Atentado a bomba-Aeroporto de Guararapes/Re 
2 mortos e 13 feridos- 1 criança de 6 anos 
Por General Ex. José Carlos Leite Filho - 03/05/2011
O mundo livre rejubila-se pela morte do terrorista Osama Bin Laden depois de quase dez anos de busca após o assassinato de cerca de três mil pessoas, no trágico atentado das “Torres Gêmeas”, nos Estados-Unidos, em onze de setembro de 2001, seguido de mais quinhentos espanhóis em outro atentado em Madri e outras dezenas de vítimas em ocasiões distintas.

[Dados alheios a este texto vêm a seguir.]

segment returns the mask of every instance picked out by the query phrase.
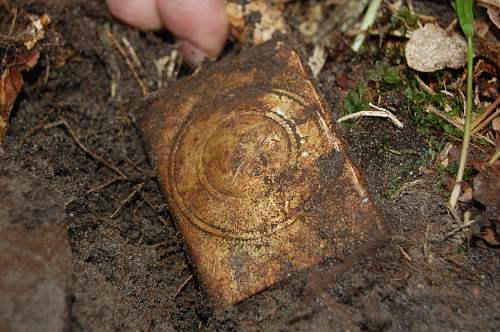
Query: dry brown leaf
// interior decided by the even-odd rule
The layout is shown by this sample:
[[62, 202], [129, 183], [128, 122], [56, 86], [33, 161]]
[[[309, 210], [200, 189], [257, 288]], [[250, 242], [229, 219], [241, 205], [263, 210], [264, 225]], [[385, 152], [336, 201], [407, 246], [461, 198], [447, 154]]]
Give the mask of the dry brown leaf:
[[405, 53], [408, 66], [421, 72], [457, 69], [467, 62], [467, 42], [457, 33], [428, 23], [413, 31]]
[[7, 134], [10, 111], [23, 86], [22, 71], [33, 68], [40, 57], [38, 50], [25, 51], [14, 57], [0, 74], [0, 144]]
[[309, 67], [311, 67], [311, 71], [314, 77], [317, 77], [323, 67], [325, 66], [327, 58], [327, 53], [325, 52], [325, 46], [318, 44], [314, 47], [313, 54], [309, 58]]
[[500, 118], [494, 118], [491, 122], [493, 130], [500, 133]]
[[500, 0], [477, 0], [476, 4], [486, 8], [491, 22], [500, 29]]
[[[281, 9], [283, 2], [274, 5], [266, 1], [250, 1], [245, 5], [226, 3], [226, 16], [231, 27], [231, 35], [244, 45], [258, 45], [271, 40], [276, 33], [290, 31]], [[253, 14], [259, 14], [257, 22]]]
[[22, 72], [38, 63], [40, 52], [34, 48], [45, 37], [45, 28], [50, 24], [50, 17], [46, 14], [28, 16], [31, 24], [14, 41], [2, 45], [2, 51], [13, 51], [0, 52], [3, 54], [0, 67], [0, 144], [7, 134], [10, 112], [23, 87]]
[[26, 31], [23, 33], [23, 43], [28, 50], [45, 37], [45, 28], [50, 24], [50, 17], [45, 14], [41, 17], [35, 16]]

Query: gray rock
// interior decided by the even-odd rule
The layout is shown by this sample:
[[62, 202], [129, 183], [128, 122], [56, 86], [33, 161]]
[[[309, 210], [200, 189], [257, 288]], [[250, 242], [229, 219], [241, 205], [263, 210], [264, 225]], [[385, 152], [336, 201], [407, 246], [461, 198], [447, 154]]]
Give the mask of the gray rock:
[[457, 33], [428, 23], [412, 32], [405, 55], [408, 66], [421, 72], [457, 69], [467, 63], [467, 42]]

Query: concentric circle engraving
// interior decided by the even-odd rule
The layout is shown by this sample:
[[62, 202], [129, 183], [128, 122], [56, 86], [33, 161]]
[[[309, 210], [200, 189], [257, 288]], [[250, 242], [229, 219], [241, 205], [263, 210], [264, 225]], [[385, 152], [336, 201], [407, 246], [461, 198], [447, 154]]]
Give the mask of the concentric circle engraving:
[[293, 171], [300, 151], [293, 118], [304, 110], [298, 100], [267, 93], [193, 114], [177, 137], [169, 177], [189, 221], [236, 239], [266, 236], [295, 221], [289, 211], [304, 186]]
[[263, 194], [266, 179], [296, 158], [293, 129], [278, 115], [233, 111], [207, 135], [197, 171], [205, 188], [221, 200], [251, 197]]

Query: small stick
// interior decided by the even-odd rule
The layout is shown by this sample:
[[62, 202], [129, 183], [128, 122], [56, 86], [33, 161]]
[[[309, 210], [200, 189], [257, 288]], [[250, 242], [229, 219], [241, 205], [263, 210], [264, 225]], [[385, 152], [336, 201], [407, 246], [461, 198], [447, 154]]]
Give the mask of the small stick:
[[446, 233], [442, 238], [441, 238], [441, 241], [444, 241], [446, 239], [448, 239], [449, 237], [453, 236], [454, 234], [460, 232], [461, 230], [465, 229], [465, 228], [468, 228], [472, 225], [474, 225], [476, 223], [475, 220], [471, 220], [471, 221], [468, 221], [468, 222], [465, 222], [463, 223], [462, 225], [454, 228], [451, 232], [448, 232]]
[[132, 47], [132, 45], [130, 45], [130, 42], [128, 41], [128, 39], [125, 37], [122, 37], [122, 42], [125, 45], [125, 47], [127, 48], [128, 52], [130, 53], [130, 56], [132, 56], [132, 60], [134, 61], [137, 68], [142, 69], [142, 63], [139, 60], [139, 57], [137, 56], [137, 53], [135, 52], [134, 48]]
[[488, 165], [493, 165], [494, 163], [496, 163], [498, 158], [500, 158], [500, 148], [498, 148], [493, 156], [491, 156], [491, 159], [488, 161]]
[[474, 121], [474, 123], [472, 124], [472, 129], [475, 129], [481, 122], [484, 121], [484, 119], [486, 119], [488, 116], [490, 116], [490, 114], [495, 111], [495, 109], [497, 108], [497, 106], [499, 104], [500, 104], [500, 96], [497, 97], [497, 99], [495, 99], [495, 101], [490, 106], [488, 106], [486, 111], [484, 111], [483, 114], [481, 114], [476, 119], [476, 121]]
[[[455, 126], [455, 128], [457, 129], [460, 129], [461, 131], [464, 130], [464, 124], [459, 122], [458, 120], [455, 120], [454, 118], [452, 118], [451, 116], [443, 113], [443, 112], [440, 112], [438, 109], [436, 109], [434, 106], [430, 105], [429, 107], [427, 107], [425, 109], [426, 112], [428, 113], [434, 113], [436, 114], [437, 116], [443, 118], [444, 120], [446, 120], [448, 123], [452, 124], [453, 126]], [[449, 136], [448, 134], [444, 133], [446, 136], [448, 137], [453, 137], [453, 136]], [[495, 145], [495, 142], [493, 142], [491, 139], [489, 139], [488, 137], [484, 136], [484, 135], [481, 135], [479, 133], [475, 133], [474, 134], [474, 137], [476, 138], [480, 138], [480, 139], [483, 139], [485, 140], [486, 142], [488, 142], [489, 144], [491, 145]], [[455, 138], [456, 139], [456, 138]], [[481, 149], [480, 149], [481, 150]]]
[[403, 249], [403, 247], [401, 246], [398, 246], [399, 248], [399, 251], [401, 252], [401, 254], [403, 255], [403, 257], [408, 261], [408, 262], [412, 262], [413, 259], [411, 258], [411, 256]]
[[174, 294], [174, 299], [179, 295], [179, 293], [184, 289], [184, 287], [186, 287], [186, 285], [191, 281], [191, 279], [193, 279], [192, 273], [189, 275], [189, 277], [187, 277], [187, 279], [182, 283], [182, 285], [180, 285], [179, 288], [177, 288], [177, 291]]
[[48, 124], [48, 125], [44, 126], [44, 129], [50, 129], [50, 128], [59, 127], [59, 126], [63, 126], [64, 128], [66, 128], [67, 132], [73, 138], [76, 145], [78, 145], [78, 147], [80, 149], [82, 149], [86, 154], [88, 154], [90, 157], [92, 157], [96, 161], [100, 162], [104, 166], [108, 167], [109, 169], [115, 171], [122, 179], [127, 179], [127, 176], [122, 171], [120, 171], [118, 169], [118, 167], [110, 164], [103, 157], [101, 157], [100, 155], [98, 155], [97, 153], [95, 153], [94, 151], [92, 151], [91, 149], [86, 147], [82, 142], [80, 142], [78, 137], [75, 135], [75, 132], [73, 131], [73, 129], [71, 129], [70, 125], [68, 124], [68, 122], [66, 122], [66, 120], [62, 119], [62, 120], [59, 120], [57, 122]]
[[104, 182], [103, 184], [97, 186], [97, 187], [93, 187], [93, 188], [90, 188], [89, 190], [87, 190], [85, 192], [85, 195], [89, 195], [89, 194], [92, 194], [92, 193], [95, 193], [95, 192], [98, 192], [98, 191], [101, 191], [103, 190], [104, 188], [107, 188], [109, 187], [110, 185], [112, 185], [113, 183], [115, 182], [118, 182], [118, 181], [122, 181], [124, 180], [124, 178], [122, 177], [116, 177], [116, 178], [112, 178], [111, 180], [108, 180], [106, 182]]
[[418, 86], [421, 87], [425, 92], [429, 93], [432, 96], [436, 95], [436, 93], [431, 89], [431, 87], [428, 86], [424, 81], [422, 81], [420, 76], [415, 74], [415, 79], [417, 80]]
[[452, 31], [453, 29], [455, 29], [455, 27], [457, 26], [457, 23], [458, 23], [458, 20], [457, 20], [457, 18], [455, 17], [455, 18], [453, 19], [453, 21], [451, 21], [451, 23], [450, 23], [450, 24], [448, 24], [448, 26], [444, 29], [444, 31], [446, 31], [446, 32], [448, 32], [448, 33], [449, 33], [450, 31]]
[[481, 122], [480, 124], [478, 124], [477, 127], [472, 130], [472, 135], [474, 135], [475, 133], [481, 131], [484, 127], [486, 127], [487, 125], [489, 125], [490, 122], [492, 122], [499, 115], [500, 115], [500, 109], [497, 110], [492, 115], [490, 115], [486, 120], [484, 120], [483, 122]]
[[413, 187], [413, 186], [417, 186], [417, 185], [419, 185], [419, 184], [421, 184], [421, 183], [424, 183], [424, 180], [422, 180], [422, 179], [417, 179], [417, 180], [415, 180], [415, 181], [406, 182], [405, 184], [403, 184], [403, 185], [401, 186], [401, 188], [399, 188], [399, 189], [398, 189], [398, 190], [394, 193], [394, 195], [392, 195], [392, 197], [391, 197], [391, 198], [397, 198], [397, 197], [401, 196], [401, 194], [402, 194], [405, 190], [407, 190], [408, 188], [411, 188], [411, 187]]
[[[109, 187], [110, 185], [112, 185], [113, 183], [115, 182], [118, 182], [118, 181], [123, 181], [123, 180], [126, 180], [122, 177], [115, 177], [115, 178], [112, 178], [111, 180], [108, 180], [106, 182], [104, 182], [103, 184], [97, 186], [97, 187], [93, 187], [93, 188], [90, 188], [89, 190], [87, 190], [85, 192], [85, 194], [83, 194], [83, 197], [87, 196], [87, 195], [90, 195], [92, 193], [95, 193], [95, 192], [98, 192], [98, 191], [101, 191], [103, 190], [104, 188], [107, 188]], [[71, 203], [73, 203], [74, 201], [78, 200], [78, 199], [82, 199], [83, 197], [75, 197], [75, 198], [72, 198], [71, 200], [69, 200], [68, 202], [66, 202], [66, 204], [64, 204], [64, 206], [68, 206], [70, 205]]]
[[45, 69], [45, 77], [43, 78], [43, 84], [47, 84], [50, 78], [50, 58], [48, 53], [45, 53], [45, 62], [47, 63], [47, 69]]
[[410, 14], [415, 14], [415, 5], [413, 5], [413, 0], [406, 1], [408, 3], [408, 9], [410, 10]]
[[121, 280], [125, 279], [125, 256], [120, 257]]
[[430, 246], [430, 232], [431, 224], [427, 224], [425, 227], [425, 238], [424, 238], [424, 255], [427, 257], [427, 262], [432, 263], [434, 257], [432, 256], [431, 246]]
[[14, 28], [16, 27], [17, 8], [16, 7], [12, 8], [12, 12], [14, 12], [14, 17], [12, 18], [12, 22], [10, 23], [9, 34], [8, 34], [9, 37], [12, 36], [12, 33], [14, 32]]
[[125, 198], [123, 200], [123, 202], [120, 204], [120, 206], [118, 207], [118, 209], [115, 210], [115, 212], [113, 212], [113, 214], [110, 216], [111, 219], [114, 219], [118, 213], [120, 213], [120, 211], [122, 210], [122, 208], [127, 205], [128, 202], [130, 202], [132, 200], [132, 198], [134, 198], [135, 195], [137, 195], [137, 193], [139, 191], [142, 190], [142, 187], [144, 187], [144, 182], [141, 182], [137, 185], [134, 186], [134, 188], [132, 188], [132, 191], [130, 192], [130, 194], [127, 196], [127, 198]]
[[365, 16], [363, 17], [363, 21], [361, 22], [361, 31], [360, 33], [354, 38], [354, 42], [352, 43], [352, 50], [354, 52], [359, 52], [359, 49], [363, 45], [363, 42], [365, 41], [365, 32], [368, 30], [368, 28], [375, 23], [375, 20], [377, 18], [377, 13], [380, 8], [380, 5], [382, 4], [382, 0], [372, 0], [370, 4], [368, 5], [368, 9], [366, 10]]
[[340, 119], [338, 119], [337, 122], [341, 123], [341, 122], [344, 122], [347, 120], [352, 120], [352, 119], [356, 119], [356, 118], [363, 117], [363, 116], [375, 116], [375, 117], [390, 119], [392, 121], [392, 123], [394, 123], [394, 125], [398, 128], [404, 127], [403, 123], [401, 121], [399, 121], [396, 118], [396, 116], [394, 114], [392, 114], [389, 110], [375, 106], [371, 103], [370, 103], [370, 107], [377, 109], [377, 111], [361, 111], [361, 112], [357, 112], [357, 113], [348, 114], [348, 115], [345, 115], [345, 116], [341, 117]]
[[142, 94], [144, 95], [144, 97], [147, 97], [149, 95], [149, 90], [146, 87], [146, 85], [144, 84], [144, 82], [141, 80], [141, 78], [139, 77], [139, 74], [137, 74], [137, 72], [135, 71], [134, 65], [132, 64], [132, 61], [130, 61], [127, 53], [125, 52], [123, 47], [121, 47], [118, 40], [116, 40], [115, 36], [113, 36], [113, 34], [111, 33], [111, 30], [108, 29], [106, 31], [106, 33], [108, 34], [109, 38], [113, 42], [113, 45], [115, 46], [115, 48], [118, 50], [118, 53], [120, 53], [120, 55], [123, 57], [123, 60], [127, 64], [127, 67], [130, 69], [130, 72], [134, 76], [135, 80], [137, 81], [137, 83], [139, 83], [139, 85], [142, 89]]

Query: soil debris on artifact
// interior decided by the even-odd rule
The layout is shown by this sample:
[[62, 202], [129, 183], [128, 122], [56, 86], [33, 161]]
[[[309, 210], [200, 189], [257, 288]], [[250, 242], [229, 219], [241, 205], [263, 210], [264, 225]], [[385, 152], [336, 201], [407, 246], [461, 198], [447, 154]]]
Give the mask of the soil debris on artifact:
[[[23, 322], [40, 329], [38, 318], [49, 309], [58, 313], [44, 315], [54, 318], [50, 321], [42, 317], [53, 323], [51, 331], [498, 330], [494, 160], [500, 52], [498, 11], [491, 9], [496, 1], [474, 1], [473, 133], [460, 200], [451, 210], [466, 69], [414, 70], [405, 47], [427, 24], [464, 36], [451, 5], [455, 1], [382, 1], [373, 24], [361, 31], [370, 2], [226, 1], [235, 11], [221, 62], [196, 70], [182, 60], [171, 34], [131, 28], [109, 14], [105, 1], [0, 2], [2, 74], [15, 63], [6, 54], [33, 60], [30, 70], [20, 70], [23, 86], [9, 98], [12, 106], [0, 112], [8, 123], [0, 145], [0, 206], [8, 206], [0, 215], [12, 213], [9, 227], [19, 235], [13, 245], [14, 231], [3, 232], [0, 242], [8, 243], [9, 253], [29, 247], [23, 262], [40, 253], [57, 258], [34, 271], [22, 268], [28, 264], [13, 264], [7, 251], [0, 254], [6, 262], [2, 276], [5, 267], [21, 276], [9, 280], [12, 292], [0, 299], [7, 301], [0, 305], [0, 330], [9, 330], [6, 322], [20, 322], [23, 312], [30, 313]], [[45, 26], [44, 15], [50, 18]], [[354, 52], [351, 46], [360, 33], [364, 41]], [[154, 96], [177, 81], [194, 79], [270, 37], [301, 54], [308, 79], [328, 109], [328, 124], [345, 142], [345, 157], [365, 175], [366, 190], [390, 237], [377, 250], [331, 257], [317, 269], [283, 276], [237, 305], [214, 309], [128, 113], [145, 91]], [[36, 62], [26, 52], [38, 52]], [[373, 111], [370, 103], [404, 127], [364, 116], [336, 123], [345, 115]], [[321, 167], [328, 171], [321, 179], [340, 176], [342, 160], [326, 158]], [[308, 213], [328, 211], [334, 209]], [[7, 220], [5, 215], [0, 219]], [[321, 227], [319, 234], [335, 231]], [[47, 296], [36, 301], [17, 293], [43, 291], [37, 285], [44, 282], [54, 291], [42, 292]], [[27, 303], [24, 311], [12, 311], [16, 303]]]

Evidencia-se, justificadamente, a condenação mundial implacável a essa forma de luta capaz de vitimar homens, mulheres e crianças inocentes, fazendo-me refletir se essa será também a atitude do governo brasileiro e de algumas entidades nacionais ditas defensoras dos direitos humanos, que costumam ser imperdoáveis quando se referem à tortura, mas tolerantes e, mais do que isso, defensoras dos “companheiros”, alguns transformados em autoridades governamentais, que a praticavam em passado não muito distante. Ocorre-me, também, a recente tragédia do Realengo, no Rio de Janeiro, em que cerca de doze crianças colegiais perderam a vida sob a ação de outro extremista que só interrompeu a sua ação criminosa, embora por ele considerada justa, quando foi abatido por um policial militar que se tornou heroi aplaudido nacionalmente..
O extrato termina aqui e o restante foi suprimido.